Procurement and Contracts

Our Group

The lawyers in Miller Thomson’s Construction and Infrastructure Group provide ongoing legal advice during the proposal/bid preparation stage and extending through bid closing, evaluation, selection and award of contract, as well as contract preparation. Usually, procurement and contracts go together  —  one flowing from the other. And, both flow from the decision made about the execution structure that will be employed to complete the project.

Our Expertise

Contracts: The array of available construction contracts — reflecting the client’s decision on the execution strategy — range from those between the owner and its consultants to the contracts that will be necessary to take the project to construction execution. Such contracts run from lump-sum, cost plus, design-build, construction management, EPC contracts (engineering, procurement, construction) through to P3 agreements, also known as AFPs. Our familiarity with all manner of execution strategies has made us adept with standard form contracts such as those published by CCDC, CCA, RAIC and ACEC, to name a few. For most of these standard forms, we recommend and develop supplementary conditions based on the requirements of the project. But, we also recognize when a “custom-built” contract is necessary and we have the expertise to put it together.

Procurement: Procurement is not for the faint of heart. Since Ron Engineering was decided in 1981, procurement has become a battleground in the construction sector and almost anywhere else procurement is undertaken. We understand the procurement playing field and when it is and is not appropriate to employ a procurement model that invokes the “bid contract” described in Ron Engineering.
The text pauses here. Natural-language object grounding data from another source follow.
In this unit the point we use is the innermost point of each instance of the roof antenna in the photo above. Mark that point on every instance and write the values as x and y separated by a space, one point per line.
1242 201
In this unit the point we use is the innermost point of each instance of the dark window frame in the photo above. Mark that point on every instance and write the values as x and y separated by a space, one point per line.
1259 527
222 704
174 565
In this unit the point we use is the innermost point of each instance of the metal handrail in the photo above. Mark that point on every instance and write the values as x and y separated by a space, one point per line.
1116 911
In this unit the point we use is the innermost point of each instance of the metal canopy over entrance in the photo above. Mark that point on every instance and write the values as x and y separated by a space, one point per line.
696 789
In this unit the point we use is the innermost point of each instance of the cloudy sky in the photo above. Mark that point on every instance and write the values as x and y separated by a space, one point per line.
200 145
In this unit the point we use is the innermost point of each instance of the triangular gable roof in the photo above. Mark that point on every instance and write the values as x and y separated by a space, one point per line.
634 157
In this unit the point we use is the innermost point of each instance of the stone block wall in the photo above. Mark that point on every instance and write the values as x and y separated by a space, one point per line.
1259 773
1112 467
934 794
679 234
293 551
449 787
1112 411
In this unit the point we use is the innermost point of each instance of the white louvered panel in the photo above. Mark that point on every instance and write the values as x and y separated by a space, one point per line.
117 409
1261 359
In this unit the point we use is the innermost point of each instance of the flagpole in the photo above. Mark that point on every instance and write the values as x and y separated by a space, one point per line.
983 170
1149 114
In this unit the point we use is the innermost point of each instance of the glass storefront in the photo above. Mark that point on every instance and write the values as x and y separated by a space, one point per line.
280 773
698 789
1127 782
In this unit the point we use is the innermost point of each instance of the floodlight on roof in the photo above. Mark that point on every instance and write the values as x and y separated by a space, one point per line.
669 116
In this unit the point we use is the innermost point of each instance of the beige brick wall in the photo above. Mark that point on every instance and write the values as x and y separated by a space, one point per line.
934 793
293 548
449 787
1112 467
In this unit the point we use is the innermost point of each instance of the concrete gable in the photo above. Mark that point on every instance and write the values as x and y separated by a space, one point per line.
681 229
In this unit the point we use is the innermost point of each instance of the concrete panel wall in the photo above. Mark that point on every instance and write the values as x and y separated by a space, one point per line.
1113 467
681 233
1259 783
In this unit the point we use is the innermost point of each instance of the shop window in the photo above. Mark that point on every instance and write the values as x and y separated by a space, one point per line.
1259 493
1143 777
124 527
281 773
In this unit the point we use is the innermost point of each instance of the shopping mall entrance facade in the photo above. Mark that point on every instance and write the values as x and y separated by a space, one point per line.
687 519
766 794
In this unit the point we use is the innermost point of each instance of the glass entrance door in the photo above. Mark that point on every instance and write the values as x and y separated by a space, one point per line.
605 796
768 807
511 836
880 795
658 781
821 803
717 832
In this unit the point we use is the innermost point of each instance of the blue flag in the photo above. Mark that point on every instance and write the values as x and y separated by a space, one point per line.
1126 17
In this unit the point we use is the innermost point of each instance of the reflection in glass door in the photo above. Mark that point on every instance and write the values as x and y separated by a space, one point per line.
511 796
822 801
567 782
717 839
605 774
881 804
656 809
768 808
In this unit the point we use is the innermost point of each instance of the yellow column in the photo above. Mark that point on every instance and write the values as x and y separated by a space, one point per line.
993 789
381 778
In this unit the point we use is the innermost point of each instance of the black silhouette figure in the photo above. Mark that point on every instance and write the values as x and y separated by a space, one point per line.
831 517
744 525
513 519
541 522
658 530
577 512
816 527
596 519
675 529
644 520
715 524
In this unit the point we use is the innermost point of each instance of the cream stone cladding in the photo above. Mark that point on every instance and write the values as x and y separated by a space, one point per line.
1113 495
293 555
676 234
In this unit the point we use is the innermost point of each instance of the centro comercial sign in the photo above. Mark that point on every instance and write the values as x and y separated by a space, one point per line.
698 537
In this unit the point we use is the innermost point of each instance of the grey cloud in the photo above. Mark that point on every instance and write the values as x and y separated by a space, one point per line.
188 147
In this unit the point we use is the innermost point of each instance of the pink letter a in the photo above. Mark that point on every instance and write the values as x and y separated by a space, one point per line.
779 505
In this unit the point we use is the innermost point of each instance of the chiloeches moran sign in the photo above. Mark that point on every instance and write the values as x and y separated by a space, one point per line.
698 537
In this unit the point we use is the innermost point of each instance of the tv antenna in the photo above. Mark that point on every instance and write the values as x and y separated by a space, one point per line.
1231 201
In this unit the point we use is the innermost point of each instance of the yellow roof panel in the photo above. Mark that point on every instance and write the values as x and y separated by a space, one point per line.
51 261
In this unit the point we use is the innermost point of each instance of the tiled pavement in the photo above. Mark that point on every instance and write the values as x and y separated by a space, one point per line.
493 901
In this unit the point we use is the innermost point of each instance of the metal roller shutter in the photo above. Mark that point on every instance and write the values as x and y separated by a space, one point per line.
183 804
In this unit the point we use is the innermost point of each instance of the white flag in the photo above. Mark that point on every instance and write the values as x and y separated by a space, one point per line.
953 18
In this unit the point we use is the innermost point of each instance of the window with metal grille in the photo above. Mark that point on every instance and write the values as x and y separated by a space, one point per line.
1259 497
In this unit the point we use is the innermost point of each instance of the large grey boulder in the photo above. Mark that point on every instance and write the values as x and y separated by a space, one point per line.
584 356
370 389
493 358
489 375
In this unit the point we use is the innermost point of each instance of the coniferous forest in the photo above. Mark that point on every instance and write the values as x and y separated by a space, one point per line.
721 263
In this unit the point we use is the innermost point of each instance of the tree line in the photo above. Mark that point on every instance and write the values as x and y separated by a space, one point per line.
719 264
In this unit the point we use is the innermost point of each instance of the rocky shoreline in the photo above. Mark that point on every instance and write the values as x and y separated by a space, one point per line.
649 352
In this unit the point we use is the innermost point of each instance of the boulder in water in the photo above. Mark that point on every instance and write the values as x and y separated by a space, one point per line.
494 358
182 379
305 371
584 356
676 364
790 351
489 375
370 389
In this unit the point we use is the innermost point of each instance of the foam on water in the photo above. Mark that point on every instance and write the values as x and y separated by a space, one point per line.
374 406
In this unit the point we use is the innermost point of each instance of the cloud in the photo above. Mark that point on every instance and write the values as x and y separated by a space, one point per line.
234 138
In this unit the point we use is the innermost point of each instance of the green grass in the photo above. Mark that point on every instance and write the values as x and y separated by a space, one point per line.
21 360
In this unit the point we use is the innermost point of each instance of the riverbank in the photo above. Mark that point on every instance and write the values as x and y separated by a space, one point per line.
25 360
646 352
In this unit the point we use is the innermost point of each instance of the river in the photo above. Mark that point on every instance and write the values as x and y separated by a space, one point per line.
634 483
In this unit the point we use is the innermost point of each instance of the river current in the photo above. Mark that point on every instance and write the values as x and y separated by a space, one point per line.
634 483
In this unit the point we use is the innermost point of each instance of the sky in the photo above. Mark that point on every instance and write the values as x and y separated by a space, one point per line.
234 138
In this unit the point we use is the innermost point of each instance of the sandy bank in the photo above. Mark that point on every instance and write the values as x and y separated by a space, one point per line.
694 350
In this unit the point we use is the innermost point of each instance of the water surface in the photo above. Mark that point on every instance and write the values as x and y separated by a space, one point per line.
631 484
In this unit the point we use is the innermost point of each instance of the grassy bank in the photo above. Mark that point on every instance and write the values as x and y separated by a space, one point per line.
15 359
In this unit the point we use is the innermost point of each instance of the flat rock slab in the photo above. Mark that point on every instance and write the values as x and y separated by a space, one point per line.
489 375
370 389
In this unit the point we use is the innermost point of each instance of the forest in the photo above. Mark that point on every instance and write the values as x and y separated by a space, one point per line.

Like the selection of the project execution strategy, the decision on the procurement model should be based on the needs and requirements of both the owner and the project for which the procurement is being conducted. Whether our client is securing the services of a professional consultant or putting a completed set of drawings and specifications out for competitive tendering, we have the tools required to put together a procurement mechanism which will best serve our client’s needs and, where the “bid contract” is invoked, reduce the exposure of the owner in the event it makes process mistakes. There is no one right answer — each procurement needs to be assessed against the backdrop of what is being procured, the needs of the owner for flexibility or for discipline, and the owner’s tolerance for risk.